Dans ce sens, la jurisprudence a également condamné une entreprise à indemniser une salariée victime de marchandage, mettant en lumière l’importance de la réparation civile lorsque l’infraction cause un préjudice au salarié.

Comprendre la différence avec le salariat déguisé 

Le salariat déguisé se rapproche du délit de marchandage dans la mesure où il porte aussi atteinte aux droits des travailleurs en masquant leur véritable statut.

  •  Les deux situations sont motivées par une volonté d’échapper aux règles protectrices du droit du travail
  • Elles impliquent toutes deux souvent une relation de travail dissimulée, avec un contrôle effectif du travailleur par l’utilisateur
  • Dans les deux cas, les salariés ou travailleurs perdent des protections sociales et des droits

Me Brousse explique : « On parle souvent de “salariat déguisé”. En droit, cela se traduit par la requalification en contrat de travail lorsqu’un lien de subordination est caractérisé (pouvoir de direction, contrôle, sanction). Le cas échéant, cela peut relever du travail dissimulé par dissimulation d’emploi salarié, avec rappels de salaires, cotisations sociales, indemnités et sanctions pénales possibles. Si le contrat est requalifié en contrat de travail, le droit du travail s’applique : rappels de salaires, congés, indemnités et sanctions pénales pour travail dissimulé.

 La Cour de cassation a précisé, dans le cadre du travail dissimulé, les conséquences fiscales et sociales, notamment sur les exonérations de cotisations  (Cass. civ. 2e, 20 mars 2025, n° C20-0264).

La différence majeure est que le salariat déguisé concerne la dissimulation d’un lien de subordination salarié derrière un contrat commercial, tandis que le délit de marchandage concerne une fourniture à but lucratif de main-d’œuvre qui cause un préjudice spécifique au salarié.

Délit de marchandage : un enjeu réel pour l’externalisation des prestations intellectuelles

Le délit de marchandage représente un risque juridique pour les entreprises externalisant des prestations intellectuelles (prestation de services en informatique, ingénierie, conseil ou logistique etc).

Me Brousse rappelle que même dans les missions immatérielles, le risque existe :

La nature intellectuelle de la prestation ne change rien. Les critères juridiques restent exactement les mêmes. Si le client donne les ordres, contrôle le travail et intègre le prestataire dans son organisation comme s’il s’agissait d’un salarié, alors le risque est réel.

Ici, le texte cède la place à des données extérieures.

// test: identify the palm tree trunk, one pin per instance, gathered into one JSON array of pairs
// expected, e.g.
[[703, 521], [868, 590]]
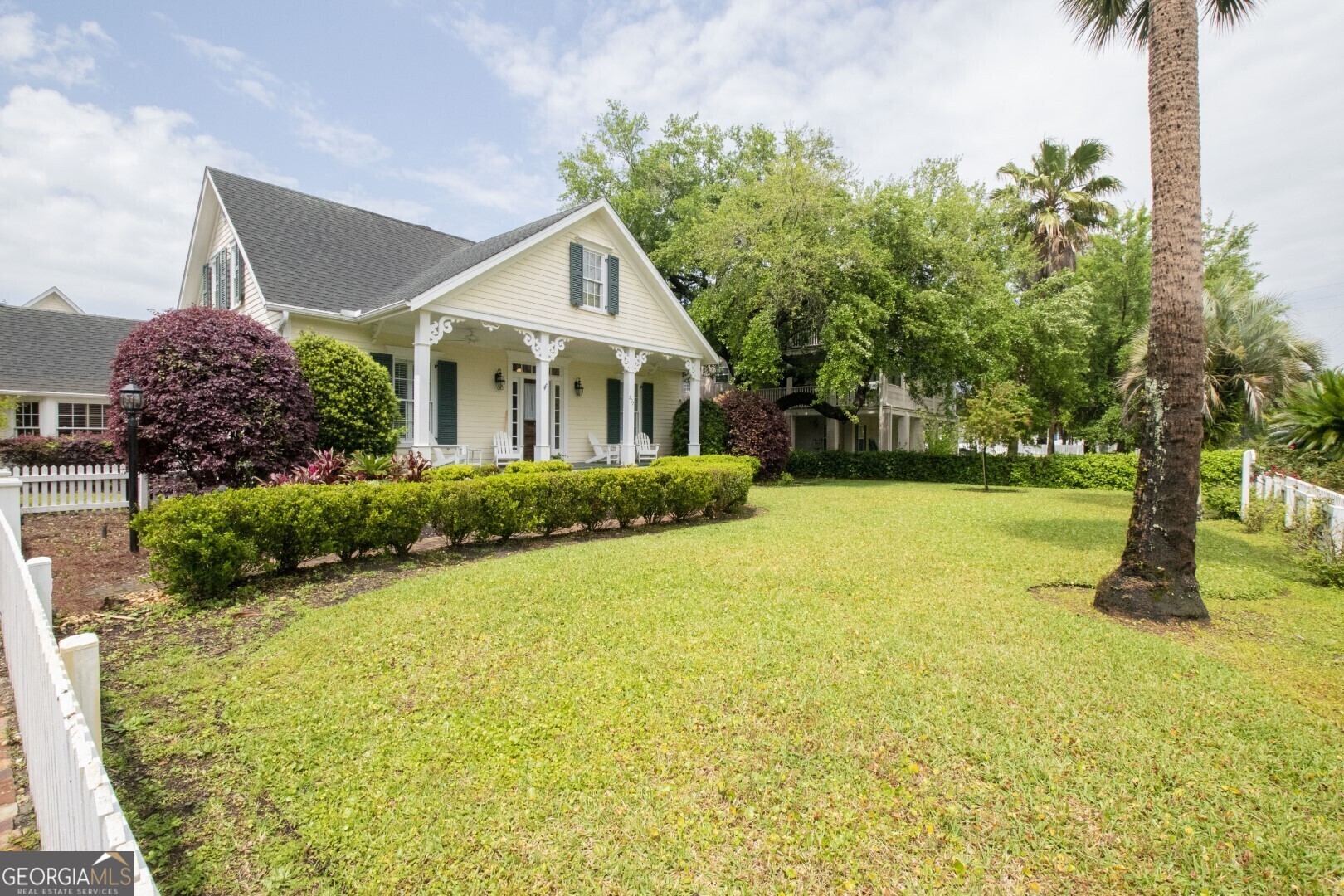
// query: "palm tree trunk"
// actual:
[[1157, 575]]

C’est pourquoi il est primordial pour les acteurs concernés de maîtriser les critères juridiques précis qui caractérisent ce délit afin de prévenir tout risque de requalification. Concrètement, plusieurs bonnes pratiques permettent de se prémunir contre le risque de délit de marchandage.

Définir clairement l’objet du contrat

Il s’agit d’abord de définir précisément l’objet du contrat, en indiquant clairement les missions confiées au prestataire. L’objectif est de lever toute ambiguïté avec le prêt de main-d’œuvre à but lucratif, c’est-à-dire la mise à disposition d’un salarié dans une autre entreprise uniquement pour en tirer un profit, ce qui est interdit par la loi.

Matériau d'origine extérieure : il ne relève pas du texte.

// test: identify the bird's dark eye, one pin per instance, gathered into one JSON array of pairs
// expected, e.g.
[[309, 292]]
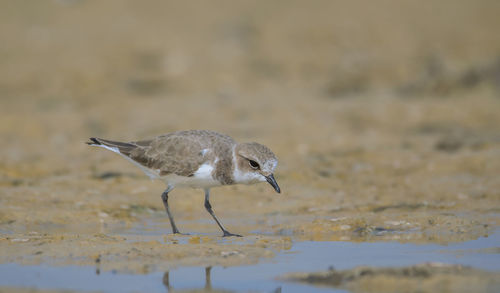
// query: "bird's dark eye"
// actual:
[[253, 164]]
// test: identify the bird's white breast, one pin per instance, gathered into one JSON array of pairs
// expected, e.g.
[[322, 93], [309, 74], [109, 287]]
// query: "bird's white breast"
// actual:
[[202, 178]]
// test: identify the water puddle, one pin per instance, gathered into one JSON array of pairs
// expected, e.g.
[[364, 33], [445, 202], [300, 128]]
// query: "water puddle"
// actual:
[[307, 256]]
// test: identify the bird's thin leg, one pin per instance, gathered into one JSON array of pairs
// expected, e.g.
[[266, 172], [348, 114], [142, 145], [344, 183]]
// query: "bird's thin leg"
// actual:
[[209, 209], [208, 282], [164, 197]]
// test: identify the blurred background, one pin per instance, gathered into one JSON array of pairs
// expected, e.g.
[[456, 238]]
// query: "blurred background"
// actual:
[[378, 111]]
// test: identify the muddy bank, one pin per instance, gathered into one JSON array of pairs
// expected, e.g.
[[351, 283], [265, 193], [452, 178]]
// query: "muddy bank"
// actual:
[[428, 277], [385, 123]]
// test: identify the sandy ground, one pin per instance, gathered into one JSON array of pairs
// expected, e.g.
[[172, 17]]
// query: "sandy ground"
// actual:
[[427, 277], [385, 119]]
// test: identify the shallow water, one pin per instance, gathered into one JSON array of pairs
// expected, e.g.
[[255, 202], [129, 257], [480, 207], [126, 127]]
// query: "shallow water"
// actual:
[[305, 256]]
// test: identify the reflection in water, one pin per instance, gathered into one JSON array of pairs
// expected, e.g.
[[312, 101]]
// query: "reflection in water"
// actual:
[[208, 283]]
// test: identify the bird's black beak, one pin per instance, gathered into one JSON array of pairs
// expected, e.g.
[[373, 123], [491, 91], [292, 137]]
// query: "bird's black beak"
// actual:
[[273, 183]]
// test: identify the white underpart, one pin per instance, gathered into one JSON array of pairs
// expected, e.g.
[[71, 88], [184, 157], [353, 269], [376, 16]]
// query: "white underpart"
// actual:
[[202, 178], [245, 177]]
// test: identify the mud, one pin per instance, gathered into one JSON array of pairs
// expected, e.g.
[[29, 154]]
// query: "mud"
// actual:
[[385, 124], [427, 277]]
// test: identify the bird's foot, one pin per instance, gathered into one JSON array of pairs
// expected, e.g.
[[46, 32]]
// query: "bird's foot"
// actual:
[[229, 234]]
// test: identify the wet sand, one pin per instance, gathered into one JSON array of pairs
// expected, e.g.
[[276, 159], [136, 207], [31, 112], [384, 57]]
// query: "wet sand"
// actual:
[[383, 132]]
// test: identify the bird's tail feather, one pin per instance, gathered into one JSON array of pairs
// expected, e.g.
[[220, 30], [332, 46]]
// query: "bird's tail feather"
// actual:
[[116, 146]]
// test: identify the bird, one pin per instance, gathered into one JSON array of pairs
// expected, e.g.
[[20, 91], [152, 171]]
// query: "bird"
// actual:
[[197, 159]]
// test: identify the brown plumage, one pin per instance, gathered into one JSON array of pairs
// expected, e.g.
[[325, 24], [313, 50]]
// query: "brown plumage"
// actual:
[[197, 158]]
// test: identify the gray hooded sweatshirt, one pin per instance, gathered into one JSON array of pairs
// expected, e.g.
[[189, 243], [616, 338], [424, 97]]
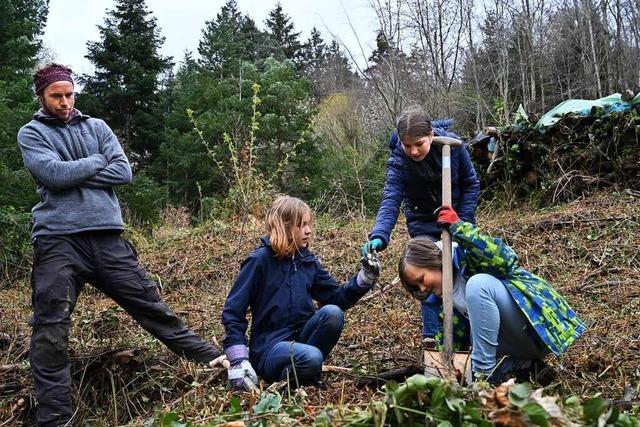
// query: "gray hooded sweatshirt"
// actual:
[[75, 165]]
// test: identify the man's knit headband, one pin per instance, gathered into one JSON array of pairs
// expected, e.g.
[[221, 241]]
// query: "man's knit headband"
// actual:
[[45, 77]]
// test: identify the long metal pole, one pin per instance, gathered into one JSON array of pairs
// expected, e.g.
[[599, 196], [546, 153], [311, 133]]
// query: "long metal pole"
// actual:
[[447, 262], [447, 256]]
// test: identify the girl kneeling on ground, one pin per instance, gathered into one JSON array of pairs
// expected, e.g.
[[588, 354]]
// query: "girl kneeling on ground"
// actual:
[[515, 317], [279, 280]]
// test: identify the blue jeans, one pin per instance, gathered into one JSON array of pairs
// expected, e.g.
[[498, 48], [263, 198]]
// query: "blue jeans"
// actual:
[[301, 360], [432, 306], [499, 328]]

Le prestataire conserve son autonomie dans l’exécution de ses missions et n’est pas soumis à un lien de subordination juridique ou hiérarchique vis-à-vis de l’entreprise cliente.

La nature réelle de la relation entre les parties prenantes

Le contrat détermine la nature réelle de la relation entre les parties. Il précise l’objet et les missions confiées au prestataire et exclut toute confusion avec un prêt de personnel.

Dans une prestation intellectuelle, le prestataire agit de manière indépendante, organise librement ses méthodes de travail, utilise son propre savoir- faire, ses outils et ses méthodes pour réaliser la mission, et n’est soumis à aucun lien de subordination juridique ou hiérarchique ni à un contrôle direct de l’entreprise cliente.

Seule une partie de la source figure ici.